Salman Rushdie e la post-verità che normalizza il mondo

Salman Rushdie e la post-verità che normalizza il mondo

di Marco Dotti

«Il linguaggio è coraggio: la capacità di concepire un pensiero, di esprimerlo e, facendo ciò, renderlo vero»
Salman Rushdie

1. Salman Rushdie pubblicò I versetti satanici nel 1988 come romanzo dichiaratamente di finzione. Niente di scandaloso. Il vero scandalo arrivò dopo la fatwa di Khomeini del 14 febbraio 1989. Una condanna senza appello che si basò su resoconti di seconda mano. Citazioni decontestualizzate. Riassunti caricaturali. Ma era solo l’innesco. Una campagna propagandistica trasformò un romanzo in arma ideologica. Migliaia di persone scesero in piazza per accusare Rushdie di tradimento, apostasia e blasfemia credendo e, al contempo, creando una narrazione falsa quanto le divinità pagane che fanno da sfondo ai versetti richiamati nel suo romanzo.
Il romanzo si apre con una caduta. Un aereo esplode. Due attori, mutati in angeli, sono gli unici sopravvissuti e precipitano volteggiando nel cielo sopra la Manica.

Rushdie scrive:

L’aereo si spaccò a metà, un baccello che libera i suoi semi, un uovo che svela il suo mistero. Due attori, l’acrobatico Gibreel e l’abbottonato corrucciato Mister Saladin Chamcha, caddero come briciole di tabacco da un vecchio sigaro rotto. Sopra, dietro e sotto di loro penzolavano in quel vuoto sedili reclinabili, cuffie stereofoniche, carrelli per bibite, ricettacoli per le conseguenze del mal d’aria, carte di sbarco, videogames esenti da dazio, copricapi intrecciati, bicchieri di carta, coperte, maschere d’ossigeno. Inoltre — poiché a bordo non erano certo pochi i migratori, ma sì, una quantità di mogli interrogate a fondo da funzionari ragionevoli e coscienziosi sulla lunghezza dei genitali dei mariti, e i loro eventuali segni caratteristici, un’abbondanza di bambini sulla cui legittimità il governo britannico aveva sollevato i propri dubbi sempre ragionevoli — mescolati ai resti dell’apparecchio, egualmente frantumati, egualmente assurdi, fluttuavano i detriti dell’anima, ricordi infranti, ego scartati, lingue madri tagliate, intimità violate, battute di spirito intraducibili, amori perduti e il senso dimenticato di parole vuote e sonanti, “terra”, “proprietà”, “focolare”.

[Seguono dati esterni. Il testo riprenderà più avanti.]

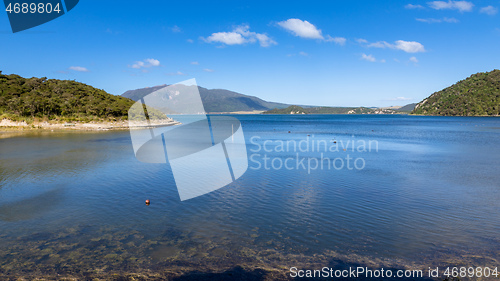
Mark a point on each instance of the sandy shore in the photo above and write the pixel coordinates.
(6, 124)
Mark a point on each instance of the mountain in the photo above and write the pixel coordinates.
(407, 108)
(217, 100)
(53, 99)
(478, 95)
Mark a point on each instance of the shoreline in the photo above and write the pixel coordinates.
(9, 125)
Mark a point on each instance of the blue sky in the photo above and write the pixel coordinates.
(333, 53)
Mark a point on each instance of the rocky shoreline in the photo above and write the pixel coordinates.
(7, 124)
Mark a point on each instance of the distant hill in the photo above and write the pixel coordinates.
(293, 109)
(478, 95)
(217, 100)
(54, 99)
(407, 108)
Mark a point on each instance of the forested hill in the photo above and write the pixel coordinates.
(57, 99)
(478, 95)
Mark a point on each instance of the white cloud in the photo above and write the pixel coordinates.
(462, 6)
(178, 73)
(489, 10)
(338, 40)
(301, 28)
(380, 44)
(411, 6)
(369, 58)
(152, 62)
(445, 19)
(307, 30)
(146, 63)
(407, 46)
(79, 68)
(176, 29)
(400, 99)
(240, 35)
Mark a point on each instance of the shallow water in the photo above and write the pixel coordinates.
(429, 194)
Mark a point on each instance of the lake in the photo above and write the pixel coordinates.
(417, 192)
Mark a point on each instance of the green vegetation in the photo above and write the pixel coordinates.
(29, 99)
(216, 100)
(478, 95)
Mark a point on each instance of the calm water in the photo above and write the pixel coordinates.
(73, 202)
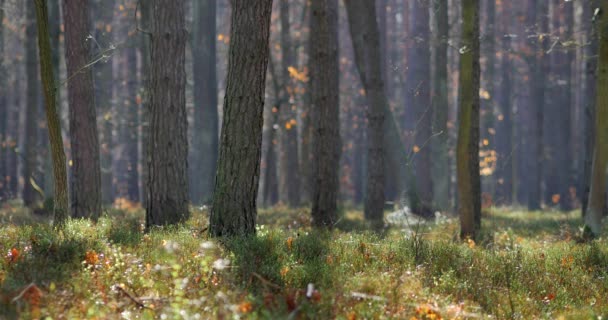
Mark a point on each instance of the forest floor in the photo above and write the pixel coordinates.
(527, 265)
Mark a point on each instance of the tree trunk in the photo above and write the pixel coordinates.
(52, 116)
(366, 43)
(168, 144)
(104, 77)
(30, 143)
(325, 111)
(86, 174)
(597, 194)
(439, 146)
(418, 100)
(290, 178)
(467, 152)
(206, 120)
(236, 183)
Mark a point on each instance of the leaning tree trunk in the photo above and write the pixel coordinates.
(86, 173)
(597, 193)
(52, 116)
(366, 43)
(467, 152)
(236, 183)
(168, 142)
(206, 121)
(30, 151)
(325, 111)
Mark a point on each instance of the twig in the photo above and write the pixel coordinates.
(131, 297)
(264, 281)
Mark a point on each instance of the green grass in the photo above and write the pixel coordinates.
(526, 265)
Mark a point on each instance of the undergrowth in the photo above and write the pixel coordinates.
(527, 265)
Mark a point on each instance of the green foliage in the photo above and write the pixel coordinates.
(527, 265)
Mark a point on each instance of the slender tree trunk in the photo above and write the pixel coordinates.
(206, 120)
(597, 194)
(86, 174)
(467, 153)
(30, 143)
(366, 43)
(104, 77)
(236, 184)
(588, 97)
(439, 146)
(168, 144)
(326, 142)
(418, 99)
(290, 178)
(52, 115)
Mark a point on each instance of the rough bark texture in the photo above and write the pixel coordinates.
(3, 113)
(418, 99)
(86, 175)
(326, 143)
(597, 193)
(439, 144)
(366, 43)
(290, 178)
(104, 77)
(52, 115)
(539, 16)
(467, 152)
(30, 141)
(206, 121)
(236, 184)
(168, 144)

“Come viene al mondo questa novità? Come è nata?” Rushdie pone la domanda all’inizio dei Versetti satanici e l’intero romanzo è il tentativo di rispondervi. La novità nasce da fusioni, traduzioni, congiunzioni. Dalla contaminazione, mai dalla purezza. Dalla caduta di due uomini attraverso il cielo. Dalla metamorfosi che trasforma attori in arcangeli e demoni.

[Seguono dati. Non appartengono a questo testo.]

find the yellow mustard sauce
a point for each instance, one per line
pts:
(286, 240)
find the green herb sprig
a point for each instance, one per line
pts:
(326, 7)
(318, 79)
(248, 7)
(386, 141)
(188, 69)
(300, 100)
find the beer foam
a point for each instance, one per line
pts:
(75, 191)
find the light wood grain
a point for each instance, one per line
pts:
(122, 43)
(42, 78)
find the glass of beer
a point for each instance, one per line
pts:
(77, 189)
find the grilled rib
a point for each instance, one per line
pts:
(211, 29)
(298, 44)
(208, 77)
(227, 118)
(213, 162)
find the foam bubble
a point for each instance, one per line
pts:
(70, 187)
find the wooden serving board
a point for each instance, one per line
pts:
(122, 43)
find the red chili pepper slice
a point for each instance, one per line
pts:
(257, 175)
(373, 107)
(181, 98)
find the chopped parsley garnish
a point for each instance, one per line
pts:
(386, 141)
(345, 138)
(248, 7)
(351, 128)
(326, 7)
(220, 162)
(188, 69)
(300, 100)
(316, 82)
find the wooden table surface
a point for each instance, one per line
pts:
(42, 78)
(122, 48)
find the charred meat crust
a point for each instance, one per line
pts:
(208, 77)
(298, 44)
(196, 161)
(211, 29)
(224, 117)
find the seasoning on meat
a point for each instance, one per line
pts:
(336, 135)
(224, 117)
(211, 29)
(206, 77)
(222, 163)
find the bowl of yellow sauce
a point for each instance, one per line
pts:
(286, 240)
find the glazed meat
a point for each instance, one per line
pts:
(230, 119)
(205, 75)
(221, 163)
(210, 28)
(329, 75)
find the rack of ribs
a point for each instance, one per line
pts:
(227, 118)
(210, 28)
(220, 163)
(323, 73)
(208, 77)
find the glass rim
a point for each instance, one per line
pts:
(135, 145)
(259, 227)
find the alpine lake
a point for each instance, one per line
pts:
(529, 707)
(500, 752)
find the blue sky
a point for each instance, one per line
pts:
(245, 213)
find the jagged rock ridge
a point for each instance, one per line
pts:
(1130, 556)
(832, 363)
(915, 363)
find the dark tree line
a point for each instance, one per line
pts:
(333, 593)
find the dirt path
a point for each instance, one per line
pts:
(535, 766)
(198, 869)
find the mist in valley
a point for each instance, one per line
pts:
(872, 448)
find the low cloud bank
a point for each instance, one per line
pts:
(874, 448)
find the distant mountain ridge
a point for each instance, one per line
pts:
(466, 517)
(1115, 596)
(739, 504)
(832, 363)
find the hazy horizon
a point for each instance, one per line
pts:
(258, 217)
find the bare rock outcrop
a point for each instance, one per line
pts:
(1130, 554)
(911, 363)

2. L’episodio centrale del romanzo – quello dello scandalo – vede protagonista un profeta di nome Mahound (Maometto) e si interroga sulla costruzione delle verità sacre. Maometto prima accoglie, poi ritratta i versetti sulle dee pagane. Chi inserì quei versetti? Dio, Satana o la mente umana sotto pressione politica? Gibreel osserva dall’alto. Comprende un dettaglio inquietante: fu lui stesso, entrambe le volte, a parlare attraverso la bocca del profeta. La rivelazione divina passa sempre attraverso il filtro fallibile della coscienza umana? Intollerabile.
L’affermazione contiene tutta l’ambiguità dell’opera. Il linguaggio crea verità. Il linguaggio crea menzogne. La differenza sta nell’onestà. Il romanzo proclama apertamente: “Io sono artificio letterario”. La letteratura è onesta nella sua disonestà. Il fondamentalismo è disonesto nella sua pretesa di verità assoluta. Il romanzo anticipa, così, la cosiddetta era della post-verità. La nostra.

I custodi di ogni dogma

3. Uno dei protagonisti, Gibreel Farishta, perde la capacità di distinguere tra sé stesso e la maschera che indossa Tra finzione cinematografica e realtà mistica. Milioni oggi credono a narrazioni palesemente false perché risuonano emotivamente in loro più dei fatti o del richiamo, oramai flebile, della realtà.
Saladin Chamcha, doppiatore, l’altro protagonista, presta voce a personaggi invisibili. Incarna la verità della comunicazione contemporanea: il messaggio separato dal messaggero. Le voci che ascoltiamo vengono da corpi che non vediamo. Da intenzioni che non comprendiamo. La sua metamorfosi in capro lo trasforma nel simbolo perfetto dell’immigrato. Demonizzato. Animalizzato. Ridotto a corpo senza voce. La figura del migrante diventa centrale.  Ancora Rushdie. ancora dai Versetti satanici:

Un uomo che decide d’inventare se stesso, si assume il ruolo del Creatore, almeno secondo un certo modo di vedere le cose: è uno snaturato, un bestemmiatore, un abominio tra gli abomini. Da un altro punto di vista, potreste vedere patos nella sua persona, eroismo nella sua lotta, nella sua disponibilità a rischiare: non tutti i mutanti sopravvivono. O se no, consideratelo sotto l’aspetto sociopolitico: quasi tutti i migratori imparano a camuffarsi e sanno identificarsi con i propri camuffamenti. Le descrizioni false che diamo di noi per controbattere le falsità inventate sul nostro conto, nascondendo per motivi di sicurezza il nostro io segreto. Un uomo che inventa se stesso ha bisogno di qualcuno che creda in lui, per dimostrare che ce l’ha fatta. Di recitare ancora la parte di Dio, potreste dire. Ma potreste anche scendere qualche gradino e pensare a “Tinker bell”: le fate non esistono se i bambini non battono le mani. O potreste semplicemente dire: significa proprio questo essere un uomo.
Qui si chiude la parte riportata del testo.